One example may be found in U.S. Pat. No. 5,313,187, issued to Choi et al., where a one or more superluminescent light emitting diodes (SLEDS) are driven with an oscillatory square wave pulse drive signal varying between zero and about three VDC at a frequency between one Hz to twelve Hz, and having a pulse duty cycle between 5% to 10%. This arrangement periodically forward biases the SLED's into illumination, thus producing a brilliant rapidly flashing light. A low frequency oscillator stage is provided to generate an oscillatory square wave voltage signal Vo which drives a power driver stage to produce the correspondingly oscillating drive voltage signal Vd which is supplied to the SLED's. Significantly, the frequency and duty cycle of the drive pulse signal Vd are chosen to produce enhanced SLED illumination brightness and to operate the SLED within its most efficient operating characteristics. An exemplary circuit is provided that utilizes an astable monovibrator employing two transistors operated in the saturation mode with positive feedback as the low frequency oscillator, and a third transistor that is driven as a saturated switch by the oscillator output Vo. This acts as a power driver stage to switch battery current supplied to the SLED's as the drive voltage Vd for flashing the SLED's on and off at the frequency and pulse duty cycle of Vo. The pulse on time and off time and thus the flash frequency and duty cycle are determined by RC time constants of feedback circuits in the oscillator stage.
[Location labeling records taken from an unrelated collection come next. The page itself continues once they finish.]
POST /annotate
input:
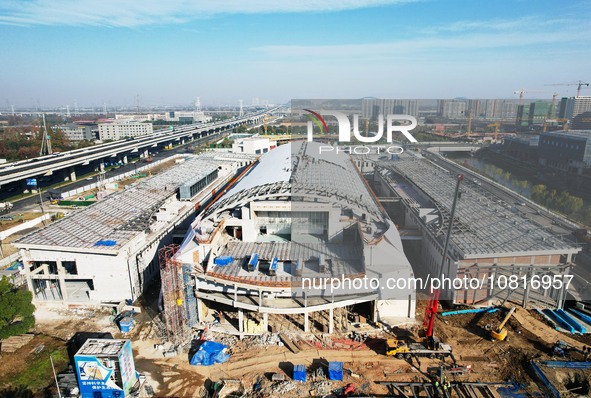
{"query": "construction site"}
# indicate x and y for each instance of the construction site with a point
(267, 292)
(237, 279)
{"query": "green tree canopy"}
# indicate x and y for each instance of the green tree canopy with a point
(16, 310)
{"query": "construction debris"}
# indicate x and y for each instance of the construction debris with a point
(13, 343)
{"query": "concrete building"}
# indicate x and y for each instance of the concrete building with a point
(571, 107)
(105, 368)
(76, 132)
(261, 254)
(107, 252)
(582, 121)
(372, 107)
(253, 145)
(117, 130)
(522, 148)
(497, 109)
(567, 151)
(491, 241)
(452, 109)
(187, 117)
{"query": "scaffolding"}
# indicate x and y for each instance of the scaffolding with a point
(173, 295)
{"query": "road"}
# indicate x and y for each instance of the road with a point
(534, 212)
(33, 201)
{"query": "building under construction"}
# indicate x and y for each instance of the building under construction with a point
(107, 252)
(261, 256)
(492, 241)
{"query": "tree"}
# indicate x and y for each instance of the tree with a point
(539, 193)
(16, 310)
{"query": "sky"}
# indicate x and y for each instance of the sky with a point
(62, 52)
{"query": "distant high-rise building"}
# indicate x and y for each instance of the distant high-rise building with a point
(477, 109)
(372, 107)
(452, 109)
(538, 112)
(116, 130)
(571, 107)
(582, 104)
(500, 109)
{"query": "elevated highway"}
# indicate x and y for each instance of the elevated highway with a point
(118, 151)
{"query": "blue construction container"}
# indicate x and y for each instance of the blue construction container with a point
(273, 267)
(223, 260)
(190, 299)
(335, 370)
(253, 262)
(299, 373)
(126, 324)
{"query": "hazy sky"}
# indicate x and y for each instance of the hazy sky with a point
(56, 52)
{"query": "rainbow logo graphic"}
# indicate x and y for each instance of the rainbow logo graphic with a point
(319, 120)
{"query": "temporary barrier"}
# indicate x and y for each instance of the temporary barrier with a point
(126, 324)
(223, 260)
(299, 373)
(470, 311)
(335, 370)
(210, 353)
(571, 321)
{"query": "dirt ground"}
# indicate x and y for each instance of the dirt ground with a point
(254, 361)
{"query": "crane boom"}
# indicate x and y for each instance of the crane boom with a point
(433, 302)
(579, 85)
(502, 325)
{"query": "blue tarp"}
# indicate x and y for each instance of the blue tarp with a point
(210, 353)
(571, 321)
(335, 370)
(126, 324)
(223, 260)
(586, 318)
(106, 242)
(299, 373)
(470, 311)
(556, 318)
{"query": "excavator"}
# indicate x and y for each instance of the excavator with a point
(500, 332)
(433, 347)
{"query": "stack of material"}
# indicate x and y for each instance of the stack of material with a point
(335, 371)
(13, 343)
(299, 373)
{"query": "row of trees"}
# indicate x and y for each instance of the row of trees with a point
(570, 205)
(563, 201)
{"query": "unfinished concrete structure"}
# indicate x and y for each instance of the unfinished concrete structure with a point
(107, 252)
(297, 219)
(490, 237)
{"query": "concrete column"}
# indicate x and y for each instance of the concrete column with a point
(72, 174)
(61, 272)
(266, 321)
(200, 315)
(27, 266)
(528, 276)
(374, 315)
(241, 321)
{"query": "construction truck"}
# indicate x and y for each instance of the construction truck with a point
(5, 206)
(565, 350)
(433, 347)
(401, 349)
(500, 332)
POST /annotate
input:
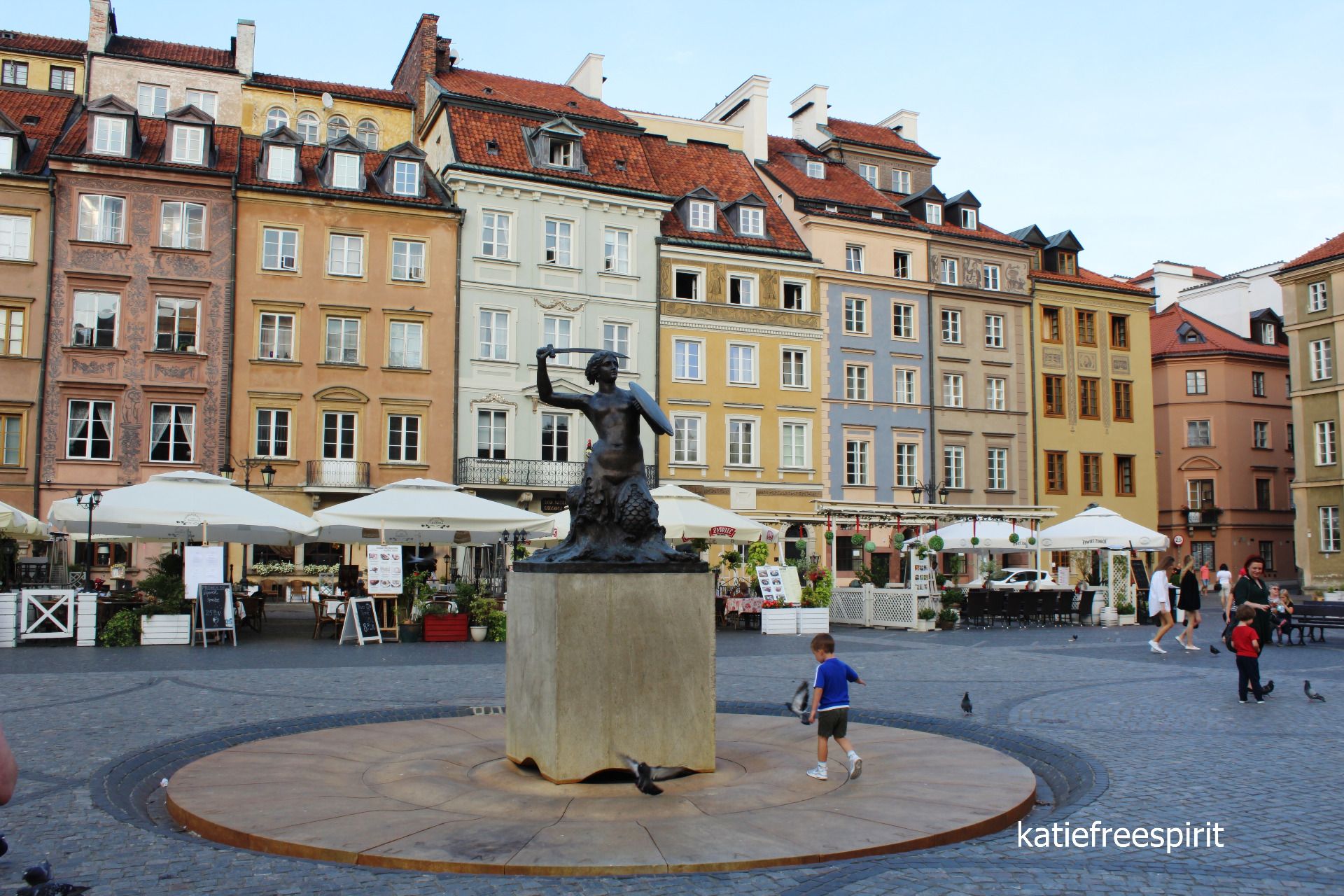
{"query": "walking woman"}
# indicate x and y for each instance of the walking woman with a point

Prior art devices, while adequate for their intended purpose, suffer from the common deficiencies associated with flashing light devices. In order to be both effective and practical, a portable warning light should satisfy several requirements. It must provide adequate visibility and attention-getting luminous intensity as well as, adequate on-off contrast ratio of the light source, flash rate/frequency, and flash duration/period. It should be highly controllable, providing relative ease of control of the light source for effective flash rate frequency and flash duration. It should be driven by a systems that offers extended operating battery life, which requires balancing the interdependent factors of power available, light output intensity, and permissible weight of the device. It should also be light weight, small size, and capable of being retrofit into existing signaling and warning equipment currently in the field.
Thus, it remains desirable to provide a battery-powered flashing safety warning light which is simple and economical to manufacture and which is able to deliver effective illumination levels with high on-off contrast for high visibility and attention-getting performance while still providing long battery life.